Tax – whether corporation tax, business rates or VAT – can be a tricky issue for smaller businesses. Andy Davies, sales director at LDF, explains why and what they can do about it.
What common issues do small businesses face when paying their tax bills?
The main issue, particularly in January, tends to be the time-scale. For most businesses, December generally is the month when billings are at their lowest because people have time off over Christmas. Expected payments can also end up coming later than they might do in other times of the year. So at the beginning of January, they’re already suffering to some extent because they’ve had less revenue coming in. And then in three or four weeks, they have to make their tax payment, so it can be a struggle to get the cash flow ready to meet it. This is particularly tough for partnerships, in which the partners have to pay personal tax.
What scenarios tend to be toughest for smaller businesses?

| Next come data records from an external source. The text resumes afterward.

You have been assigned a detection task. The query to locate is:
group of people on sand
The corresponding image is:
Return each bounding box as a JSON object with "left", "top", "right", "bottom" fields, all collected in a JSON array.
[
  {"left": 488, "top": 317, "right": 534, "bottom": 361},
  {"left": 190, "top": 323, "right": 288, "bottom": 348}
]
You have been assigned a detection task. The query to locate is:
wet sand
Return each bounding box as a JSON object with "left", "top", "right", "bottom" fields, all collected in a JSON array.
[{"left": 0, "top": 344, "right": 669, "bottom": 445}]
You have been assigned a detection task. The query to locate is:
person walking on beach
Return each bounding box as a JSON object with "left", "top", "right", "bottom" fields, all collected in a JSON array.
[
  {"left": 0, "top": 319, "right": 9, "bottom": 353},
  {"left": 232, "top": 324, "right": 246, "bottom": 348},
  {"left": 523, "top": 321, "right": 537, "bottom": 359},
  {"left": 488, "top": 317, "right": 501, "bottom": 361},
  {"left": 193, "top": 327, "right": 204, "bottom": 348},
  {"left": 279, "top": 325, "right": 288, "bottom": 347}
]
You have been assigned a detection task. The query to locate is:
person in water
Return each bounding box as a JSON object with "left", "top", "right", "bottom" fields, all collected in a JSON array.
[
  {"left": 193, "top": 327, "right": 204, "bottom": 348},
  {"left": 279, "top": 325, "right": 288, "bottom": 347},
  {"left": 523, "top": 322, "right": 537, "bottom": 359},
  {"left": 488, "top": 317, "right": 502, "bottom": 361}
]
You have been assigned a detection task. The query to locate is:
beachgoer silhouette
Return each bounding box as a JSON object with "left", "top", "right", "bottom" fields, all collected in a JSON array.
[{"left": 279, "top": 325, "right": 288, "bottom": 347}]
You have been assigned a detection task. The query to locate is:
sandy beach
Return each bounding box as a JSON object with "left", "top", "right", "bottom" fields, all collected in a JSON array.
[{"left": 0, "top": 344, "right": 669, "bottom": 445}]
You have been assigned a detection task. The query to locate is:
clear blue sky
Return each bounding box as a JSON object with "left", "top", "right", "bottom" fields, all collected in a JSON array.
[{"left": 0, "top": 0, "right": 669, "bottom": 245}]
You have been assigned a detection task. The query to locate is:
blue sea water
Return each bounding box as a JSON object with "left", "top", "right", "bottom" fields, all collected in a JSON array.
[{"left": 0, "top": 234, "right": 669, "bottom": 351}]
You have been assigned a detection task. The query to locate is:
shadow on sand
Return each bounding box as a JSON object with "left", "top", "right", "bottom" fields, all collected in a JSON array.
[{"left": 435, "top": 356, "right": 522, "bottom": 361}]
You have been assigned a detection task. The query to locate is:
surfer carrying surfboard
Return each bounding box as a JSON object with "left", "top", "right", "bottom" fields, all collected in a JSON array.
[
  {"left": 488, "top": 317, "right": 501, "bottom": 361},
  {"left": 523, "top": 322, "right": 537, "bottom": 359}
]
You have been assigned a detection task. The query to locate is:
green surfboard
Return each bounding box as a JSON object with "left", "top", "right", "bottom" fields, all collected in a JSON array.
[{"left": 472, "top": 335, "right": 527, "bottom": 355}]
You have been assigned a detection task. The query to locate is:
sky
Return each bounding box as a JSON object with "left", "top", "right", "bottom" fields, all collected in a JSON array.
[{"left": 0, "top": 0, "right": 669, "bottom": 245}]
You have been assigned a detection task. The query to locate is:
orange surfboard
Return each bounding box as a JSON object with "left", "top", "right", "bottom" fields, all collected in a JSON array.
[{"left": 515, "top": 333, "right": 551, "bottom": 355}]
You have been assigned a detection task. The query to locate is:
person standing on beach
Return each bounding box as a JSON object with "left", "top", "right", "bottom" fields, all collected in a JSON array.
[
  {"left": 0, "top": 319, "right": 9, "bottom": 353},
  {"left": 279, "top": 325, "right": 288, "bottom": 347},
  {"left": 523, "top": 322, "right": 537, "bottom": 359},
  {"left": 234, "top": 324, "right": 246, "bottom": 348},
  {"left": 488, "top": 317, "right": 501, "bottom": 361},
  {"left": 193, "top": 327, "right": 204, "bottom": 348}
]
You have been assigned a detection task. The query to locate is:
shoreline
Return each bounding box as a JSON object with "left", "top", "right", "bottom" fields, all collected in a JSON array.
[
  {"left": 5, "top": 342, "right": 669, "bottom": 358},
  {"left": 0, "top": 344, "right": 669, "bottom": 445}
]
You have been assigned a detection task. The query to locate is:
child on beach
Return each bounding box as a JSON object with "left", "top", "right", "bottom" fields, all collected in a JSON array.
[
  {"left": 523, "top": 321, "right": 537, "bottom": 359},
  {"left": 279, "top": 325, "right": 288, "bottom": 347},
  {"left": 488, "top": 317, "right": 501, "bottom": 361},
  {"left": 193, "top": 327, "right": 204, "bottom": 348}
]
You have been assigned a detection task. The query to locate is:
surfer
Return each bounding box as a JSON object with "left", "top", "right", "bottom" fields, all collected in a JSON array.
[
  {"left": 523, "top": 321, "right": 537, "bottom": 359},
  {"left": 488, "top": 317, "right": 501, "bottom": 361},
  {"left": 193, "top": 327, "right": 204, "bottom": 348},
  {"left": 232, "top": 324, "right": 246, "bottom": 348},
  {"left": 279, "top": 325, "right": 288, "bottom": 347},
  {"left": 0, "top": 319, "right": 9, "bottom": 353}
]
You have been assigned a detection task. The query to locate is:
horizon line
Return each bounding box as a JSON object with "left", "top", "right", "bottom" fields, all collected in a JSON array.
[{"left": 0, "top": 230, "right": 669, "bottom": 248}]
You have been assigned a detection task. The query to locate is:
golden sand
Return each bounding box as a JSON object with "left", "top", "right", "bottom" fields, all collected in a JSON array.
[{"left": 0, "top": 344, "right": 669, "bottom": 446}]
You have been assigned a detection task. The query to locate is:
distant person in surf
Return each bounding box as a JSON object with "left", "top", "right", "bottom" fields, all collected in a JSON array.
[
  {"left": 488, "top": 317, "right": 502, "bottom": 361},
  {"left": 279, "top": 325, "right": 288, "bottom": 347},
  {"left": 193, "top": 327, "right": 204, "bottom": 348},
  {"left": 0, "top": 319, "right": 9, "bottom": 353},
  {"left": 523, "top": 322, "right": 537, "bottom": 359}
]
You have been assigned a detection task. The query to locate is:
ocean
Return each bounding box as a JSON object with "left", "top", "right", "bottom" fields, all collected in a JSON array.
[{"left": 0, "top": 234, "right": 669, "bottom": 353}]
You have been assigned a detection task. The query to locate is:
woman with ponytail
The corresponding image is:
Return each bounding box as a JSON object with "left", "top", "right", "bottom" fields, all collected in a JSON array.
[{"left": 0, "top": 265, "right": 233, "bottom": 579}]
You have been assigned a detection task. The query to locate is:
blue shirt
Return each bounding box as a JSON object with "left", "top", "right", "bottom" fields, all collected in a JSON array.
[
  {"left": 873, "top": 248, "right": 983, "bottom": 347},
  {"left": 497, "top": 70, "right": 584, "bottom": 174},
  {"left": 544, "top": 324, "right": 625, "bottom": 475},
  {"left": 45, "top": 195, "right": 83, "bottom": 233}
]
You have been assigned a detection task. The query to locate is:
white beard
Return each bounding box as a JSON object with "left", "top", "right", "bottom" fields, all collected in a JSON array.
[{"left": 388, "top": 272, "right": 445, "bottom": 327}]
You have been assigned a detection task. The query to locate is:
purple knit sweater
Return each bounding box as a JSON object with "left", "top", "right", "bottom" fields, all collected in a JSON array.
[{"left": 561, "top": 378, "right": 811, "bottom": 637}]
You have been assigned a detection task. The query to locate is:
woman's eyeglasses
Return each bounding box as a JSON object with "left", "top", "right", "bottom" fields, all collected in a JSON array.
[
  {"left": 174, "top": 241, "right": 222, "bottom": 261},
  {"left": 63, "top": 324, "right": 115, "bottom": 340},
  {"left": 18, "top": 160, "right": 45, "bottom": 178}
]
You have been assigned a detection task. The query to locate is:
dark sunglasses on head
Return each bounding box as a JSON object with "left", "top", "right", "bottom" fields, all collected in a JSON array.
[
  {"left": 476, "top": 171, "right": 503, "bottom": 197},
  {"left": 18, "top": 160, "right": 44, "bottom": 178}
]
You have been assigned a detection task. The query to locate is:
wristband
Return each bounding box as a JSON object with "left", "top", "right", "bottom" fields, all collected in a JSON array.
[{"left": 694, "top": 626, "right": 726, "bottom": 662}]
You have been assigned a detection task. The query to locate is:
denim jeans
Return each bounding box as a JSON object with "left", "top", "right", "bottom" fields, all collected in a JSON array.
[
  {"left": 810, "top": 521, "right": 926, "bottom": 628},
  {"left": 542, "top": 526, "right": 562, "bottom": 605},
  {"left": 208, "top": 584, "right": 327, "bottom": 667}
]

One, ironically, is if the business has had a very successful year. If you’re growing and profits have increased, you have to pay more tax when you’re probably also investing to maintain that growth. So the tax payment can act as a brake on growth, both because it ties up cash flow and, psychologically, because the business owner knows they need to put money aside that might have been used for investment.
What options do they have to make the process smoother?
To avoid tying up their cash flow, businesses can apply for a loan facility to fund the tax payment. This allows them to spread the cost of the payment over a period of time, instead of needing to commit a relatively large sum of money all at once. Unsurprisingly, it’s a very popular option at this time of year: we tend to have our busiest days for this type of financing in the last five days of January.
While enabling the business to continue with their plans as normal, it’s psychologically beneficial too. We generally find that once people have made the decision to finance their tax bill, it takes the pressure off and allows them to get on with their day job.
Decisions can in principle be made within a few hours, but this isn’t just an option for people who have yet to make their tax bill. Even if you have already made the payment, it can still be refinanced. In the first few weeks of February, small business owners often realise that their tax payment has made their cash flow significantly less favourable, so look to this sort of facility so they can continue to move forward with their investment and plans.
What can smaller businesses do to make paying tax as easy as possible?
Planning is key. The best thing is to understand what your tax bill is early, so there are no surprises. You want to have as much breathing space as possible so you can continue to run your business as usual.